Но не мог. Я пытался убедить себя, что сегодня тринадцатое. Ничего не помогало. Сегодня всегда было хуже всего. Страдания неизбежны.
Иногда я пил и размышлял. Впрочем, большинство годовщин я позволял себе страдать. Это доказывало, что я человек. Что искупление возможно.
Я скатился с кровати и проигнорировал ужасающую боль в голове. Когда я бросил грязную посуду в раковину, на телефоне вспыхнуло имя Ричарда. Обычно я держался подальше от людей, но это могло быть важно.
— Привет, Рич, — ответил я.
— Привет, — сказал он, и на заднем плане заструилась вода. — Я готовлю махи-махи и кимчи. Хочешь зайти ко мне?
Я никого не хотел видеть.
— Нет, спасибо. У меня планы.
— Нет, не ври. Кью сказал, что у тебя сегодня выходной.
— Ладно, — вздохнул я. — У меня плохое настроение.
— Твоя ложь становится хуже, — прошипел Ричард. — Тебе надо потусоваться. Вики проводит марафон фильмов с подругами. Мне бы не помешала компания.

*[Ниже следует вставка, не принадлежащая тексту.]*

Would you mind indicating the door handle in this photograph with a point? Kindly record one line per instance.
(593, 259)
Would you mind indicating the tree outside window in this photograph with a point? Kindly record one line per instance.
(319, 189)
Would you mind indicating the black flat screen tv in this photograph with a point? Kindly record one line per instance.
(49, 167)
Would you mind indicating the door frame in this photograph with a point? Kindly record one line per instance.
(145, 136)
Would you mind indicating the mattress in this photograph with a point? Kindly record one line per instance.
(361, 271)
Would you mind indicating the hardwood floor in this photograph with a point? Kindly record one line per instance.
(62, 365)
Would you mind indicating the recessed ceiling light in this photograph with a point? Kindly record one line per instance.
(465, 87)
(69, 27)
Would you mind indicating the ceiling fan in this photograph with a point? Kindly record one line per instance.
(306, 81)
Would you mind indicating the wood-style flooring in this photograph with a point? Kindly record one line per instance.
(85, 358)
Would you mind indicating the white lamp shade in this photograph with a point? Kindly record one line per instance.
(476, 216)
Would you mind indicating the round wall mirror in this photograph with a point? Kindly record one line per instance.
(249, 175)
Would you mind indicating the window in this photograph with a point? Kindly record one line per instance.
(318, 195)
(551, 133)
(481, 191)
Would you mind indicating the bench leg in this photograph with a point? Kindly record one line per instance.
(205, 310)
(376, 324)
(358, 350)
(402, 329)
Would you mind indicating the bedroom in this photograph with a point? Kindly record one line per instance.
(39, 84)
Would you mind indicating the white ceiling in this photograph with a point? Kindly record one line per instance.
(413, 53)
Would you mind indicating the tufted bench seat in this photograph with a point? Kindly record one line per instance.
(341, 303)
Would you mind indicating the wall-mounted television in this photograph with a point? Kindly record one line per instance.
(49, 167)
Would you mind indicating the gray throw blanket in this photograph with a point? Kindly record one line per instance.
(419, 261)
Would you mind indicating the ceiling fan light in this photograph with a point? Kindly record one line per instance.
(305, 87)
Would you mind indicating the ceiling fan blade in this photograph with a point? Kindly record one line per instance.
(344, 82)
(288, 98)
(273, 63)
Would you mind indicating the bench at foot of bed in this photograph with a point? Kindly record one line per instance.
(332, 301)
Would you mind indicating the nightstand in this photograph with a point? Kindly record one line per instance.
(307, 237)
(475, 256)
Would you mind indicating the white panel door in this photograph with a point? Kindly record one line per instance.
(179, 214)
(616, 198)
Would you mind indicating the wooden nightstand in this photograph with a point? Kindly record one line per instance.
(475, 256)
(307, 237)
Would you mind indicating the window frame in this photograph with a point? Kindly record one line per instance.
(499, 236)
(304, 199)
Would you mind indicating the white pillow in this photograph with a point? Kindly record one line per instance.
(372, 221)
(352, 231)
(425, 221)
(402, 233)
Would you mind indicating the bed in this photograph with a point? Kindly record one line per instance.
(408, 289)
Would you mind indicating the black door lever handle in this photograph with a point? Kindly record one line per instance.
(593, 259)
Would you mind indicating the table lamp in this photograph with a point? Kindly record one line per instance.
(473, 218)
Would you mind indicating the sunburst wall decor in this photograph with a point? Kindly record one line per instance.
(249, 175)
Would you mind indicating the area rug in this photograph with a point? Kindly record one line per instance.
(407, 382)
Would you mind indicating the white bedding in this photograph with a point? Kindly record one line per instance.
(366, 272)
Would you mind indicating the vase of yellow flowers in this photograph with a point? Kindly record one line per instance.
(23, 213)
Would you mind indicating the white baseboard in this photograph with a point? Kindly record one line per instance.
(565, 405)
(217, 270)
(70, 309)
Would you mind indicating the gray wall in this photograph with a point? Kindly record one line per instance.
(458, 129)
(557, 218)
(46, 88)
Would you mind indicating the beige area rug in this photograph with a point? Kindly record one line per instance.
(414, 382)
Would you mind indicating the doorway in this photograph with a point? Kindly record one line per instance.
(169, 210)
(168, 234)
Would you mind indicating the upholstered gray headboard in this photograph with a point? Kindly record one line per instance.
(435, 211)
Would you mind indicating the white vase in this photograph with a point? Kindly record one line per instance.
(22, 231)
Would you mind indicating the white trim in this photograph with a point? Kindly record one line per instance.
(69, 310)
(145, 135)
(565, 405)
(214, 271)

Свинец застрял у меня в горле.
— Спасибо, но нет.
— Хорошо, но ты не можешь избегать меня вечно, — Ричард закашлялся. — Ну, как дела? Ты… э—э… Ладишь с дочкой клиента? Она заноза в заднице?

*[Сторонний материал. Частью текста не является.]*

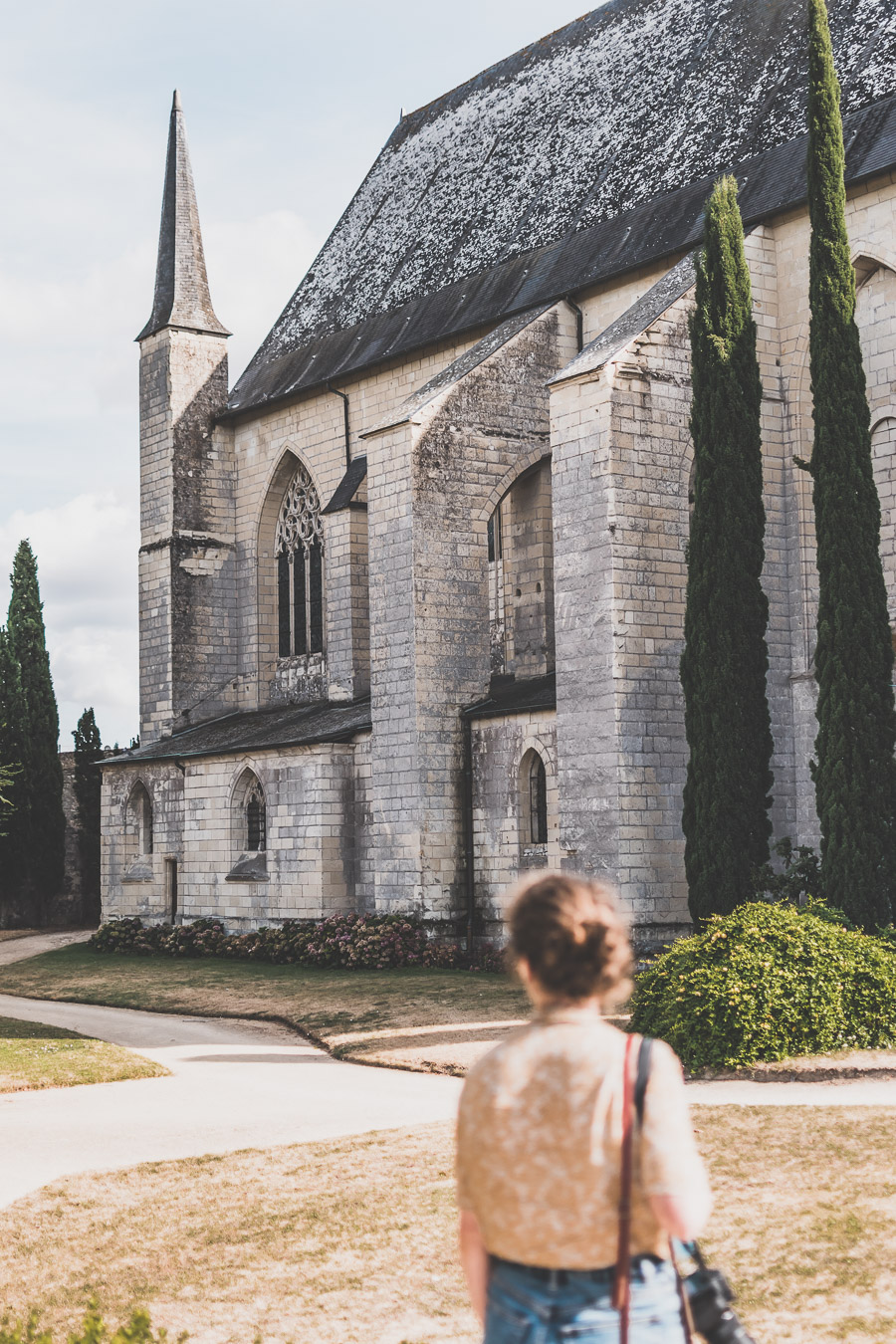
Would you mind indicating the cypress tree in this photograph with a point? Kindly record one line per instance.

— С ней все в порядке, — пробормотал я, открывая холодильник. — Она испекла мне пирог.
Который исчез. Несмотря на то, что в записке говорилось, что это мое, Квентин сожрал его.
— Я думал, что ты будешь умолять меня назначить тебя к другому клиенту. Интересно…
— Почему?
— Ты ладишь с дочерью сенатора. По моему опыту, дети политиков — самые плохие. Титулованные маленькие говнюки, твердящие «Ты знаешь кто мой отец?!»
— Она не такая, — признался я, хватая коробку яиц. — Она довольно крутая.
Ричард резко вдохнул.
— Ты только что…сделал ей комплимент?
— Давай не будем придавать этому большого значения.
— Может, наоборот? — в голосе Ричарда послышалось благоговение. — Кто бы мог подумать, что она растопит ледяное сердце Кассиана.
— Хватит, — я грохнул сковородкой о стойку, передумал и выпил сырое яйцо. — Я не оттаиваю.
— Я видел фотографию, Кэсс. Тебя и Рейн.
Мой желудок сжался.
— Что?
— Я отправил тебе сообщение, и ты бы знал об этом, если бы удосужился связаться со мной, — Ричард замолчал, кашляя. — Дурацкое горло.
Я пролистал сообщения, найдя фотографию Рейн и меня, идущих через Конкорд, моя рука обнимает ее плечи. Фотография запечатлела ее страдания, когда я уводил ее от матери. В прилагаемой статье ничего не говорилось о непрофессиональной близости телохранителя, но Ричард заметил. Он добавил смайлик сердечка и подмигивания.
Потрясающе.
— Вижу.
— Ну давай, хитрый пес, — голос Ричарда звучал скорее заинтригованно, чем угрожающе. — Расскажи мне все.
— Нечего рассказывать. Она была расстроена. Я утешил ее.
Снова тишина.
— Неужели?
— А что мне оставалось делать? Игнорировать ее?
— Да. О чём может плакать дочь богатого сенатора?
Много о чём.
— Ей не с кем поговорить, а парень ее матери — грубый придурок.
— Так, так, так. Посмотри на себя, ты становишься таким заботливым.
— Это моя работа. Она очень милая, — мой неоправданно сердитый голос прогремел на кухне. — Она мне нравится. Разве это преступление?
— Все, что заставляет тебя открыться — это здорово. Но лучше бы она не была дочерью нашего клиента.
Слишком поздно. Я уже пересек этот мост.
— Мне пофиг.
— Это самый долгий разговор за последние месяцы, и он о девушке. Я думаю, это хорошо, что она так на тебя действует.
— Хватит об этом.
— Если ты придешь и поболтаешь со мной, я не буду приставать к тебе с вопросами.
— Нет, — рявкнул я. — Я вешаю трубку.
— Подожди…
Я положил трубку, ненавидя себя за то, как хорошо он меня понял. Он был прав. Я меняюсь, когда с ней.
Рейн.
Целовать ее было безрассудно и глупо. И это был кульминационный момент моей недели.
К черту, кульминационный момент года.
То, как она отреагировала… было совершенно новым. Ее губы были мягкими, как лепестки.
И, Боже, она была так нетерпелива. Оторваться от ее распухших губ, когда она пыталась сорвать с меня одежду, было непросто. Вести машину с бешеным стояком было еще труднее. Мы не говорили о поцелуе, и я волновался, что это дало ей неправильное представление.